Market yield = Risk-neutral yield (current expectations for future short-term rates) + term premium (uncertainty around those expectations)

Martini calls the term premium “a catch-all” for market uncertainty regarding the expected path of future rates. (He discussed the significance of the term premium in terms of assessing potential moves in asset prices in a recent Economic Insights.) He says the uncertainty relates to future Fed policy, inflation, liquidity conditions, and other factors.

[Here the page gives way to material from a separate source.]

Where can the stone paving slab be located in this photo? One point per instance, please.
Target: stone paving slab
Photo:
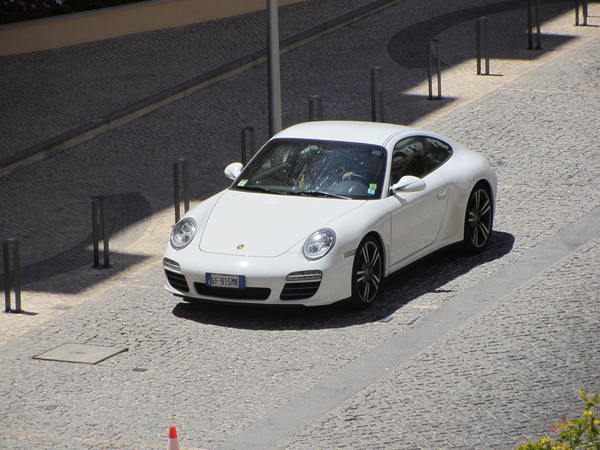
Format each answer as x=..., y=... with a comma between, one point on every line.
x=215, y=371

As it turns out, the majority of the recent flattening of the yield curve is estimated to have been due to a decline in the term premium (i.e., reduced uncertainty regarding the future path of interest rates) rather than a decline in expectations themselves. (See Table 1.)

 

Table 1. What’s Really Causing the U.S. Yield Curve to Flatten?
Breakdown of change in the two-year–10-year U.S. Treasury curve slope (ACM decomposition*) for the indicated periods

Source: Lord Abbett.
*Refers to historical decompositions of U.S. Treasury yields developed by economists Tobias Adrian, Richard Crump, and Emanuel Moench [collectively “ACM”] of the U.S. Federal Reserve Bank of New York.
Performance quoted above is historical. Past performance is not a reliable indicator or guarantee of future results. The historical data are for illustrative purposes only, do not represent the performance of any specific portfolio managed by Lord Abbett or any particular investment, and are not intended to predict or depict future results. Investors may experience different results.

 

But many market observers, we believe, continue to hold onto an outmoded, unitary view of the relationship of the linkage between the slope of the yield curve, GDP growth, and the stock market. “A flattening of the yield curve due to declining relative long-term uncertainty should have very different implications for expected U.S. GDP growth than a decline due to falling expectations about future short rates,” Martini says. What about stocks? As we’ll explore in greater detail next week, while a reduction in forward interest rate expectations has potentially negative implications for equities, a reduction in the term premium has not historically been associated with stock market declines.

 

1Stephen Gandel, “Bond Investors Are Stock Investors’ Latest Concern,” Bloomberg, November 9, 2017.